I believe in a student-centered learning environment. I have taught plenty of classes that were instructor/material centered and I find that students are more successful when they have ownership of their education. I support the students within my classroom to make choices and do their own research. I have found that some students prefer exams or long papers, but information retention is not as strong in those cases as they are in a student learning classroom. Shaping the classroom for more student engagement and discussion actually creates a more joyful and challenging learning experience. My role is to recognize and accommodate different learning modalities, encourage and facilitate learners’ shared decision making, and help learners’ work through difficulties by asking open-ended questions and allowing them to arrive at a conclusion that is satisfactory for them. I have absorbed from my years in the classroom that there is more than one way to arrive at an answer, and the process is just as important as the outcome. In such the students have the opportunity to make choices about their own learning and contribute to the design of learning experiences.
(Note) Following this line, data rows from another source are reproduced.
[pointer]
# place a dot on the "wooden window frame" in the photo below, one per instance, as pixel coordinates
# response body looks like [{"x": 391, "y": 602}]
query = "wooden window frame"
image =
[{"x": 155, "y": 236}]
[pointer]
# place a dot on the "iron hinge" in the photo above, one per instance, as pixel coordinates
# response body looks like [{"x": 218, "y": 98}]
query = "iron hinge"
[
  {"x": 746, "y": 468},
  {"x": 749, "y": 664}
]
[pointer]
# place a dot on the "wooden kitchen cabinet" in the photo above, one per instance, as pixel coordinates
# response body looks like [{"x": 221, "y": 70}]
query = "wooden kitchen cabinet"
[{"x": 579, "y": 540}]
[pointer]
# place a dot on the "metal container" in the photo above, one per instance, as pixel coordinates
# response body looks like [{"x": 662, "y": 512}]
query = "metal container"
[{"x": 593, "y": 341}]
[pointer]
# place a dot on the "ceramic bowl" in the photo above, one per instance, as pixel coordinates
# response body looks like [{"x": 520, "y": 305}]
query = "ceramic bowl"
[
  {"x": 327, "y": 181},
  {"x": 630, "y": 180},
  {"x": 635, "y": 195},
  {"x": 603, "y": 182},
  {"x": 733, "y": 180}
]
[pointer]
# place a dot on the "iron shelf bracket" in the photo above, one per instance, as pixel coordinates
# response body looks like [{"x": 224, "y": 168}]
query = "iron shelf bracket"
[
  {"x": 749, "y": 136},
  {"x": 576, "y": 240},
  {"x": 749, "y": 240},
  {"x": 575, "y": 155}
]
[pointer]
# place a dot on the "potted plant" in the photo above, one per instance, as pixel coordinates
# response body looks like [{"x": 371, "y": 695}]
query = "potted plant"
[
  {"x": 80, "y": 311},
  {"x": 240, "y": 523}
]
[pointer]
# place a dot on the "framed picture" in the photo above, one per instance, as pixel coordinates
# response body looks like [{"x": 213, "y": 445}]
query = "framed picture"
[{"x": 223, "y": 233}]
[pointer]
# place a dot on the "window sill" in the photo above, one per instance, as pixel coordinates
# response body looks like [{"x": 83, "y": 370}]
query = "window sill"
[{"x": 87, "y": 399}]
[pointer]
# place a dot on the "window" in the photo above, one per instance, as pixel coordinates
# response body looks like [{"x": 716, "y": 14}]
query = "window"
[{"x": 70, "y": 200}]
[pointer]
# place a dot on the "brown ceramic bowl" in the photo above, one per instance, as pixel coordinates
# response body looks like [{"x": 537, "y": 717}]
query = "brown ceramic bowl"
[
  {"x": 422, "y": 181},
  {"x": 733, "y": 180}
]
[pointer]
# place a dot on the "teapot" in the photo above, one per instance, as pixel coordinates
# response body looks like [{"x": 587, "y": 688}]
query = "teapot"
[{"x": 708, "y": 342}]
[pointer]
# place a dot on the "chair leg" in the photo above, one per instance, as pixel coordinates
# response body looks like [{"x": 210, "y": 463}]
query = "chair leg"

Most of the courses I teach in theatre are student-centered due to the nature of the work. The craft has many different techniques that a student will learn over time, but they are just a tool in their toolbox. Through my approach, I hope that the student will then know how to utilize those tools in an effective way that works best for them.
Second, I believe theatre is not a hobby or a pass time. I believe I am teaching a craft and skill to future specialists in a concrete profession. I take pride in my responsibility to shape the next generation of working actors, directors, designers, stage management, etc. For too long our profession has been viewed as a pass time and not as one of the major entertainment markets of our day. As such, all that I do in class, workshops, and directing is held to professional standards. Teaching theatre is about helping those within the craft be able to tap into their creative side, to understand and define their compassion and sensitivity, and to empathize with mankind. The only way to do that is to make sure the students understand that theatre is: critical thinking, science, mathematical, historical, physical, technological, and a business. Making sure the students are aware of what is expected of them outside the classroom in the market today I believe truly prepares them to be a lifelong theatre professionals.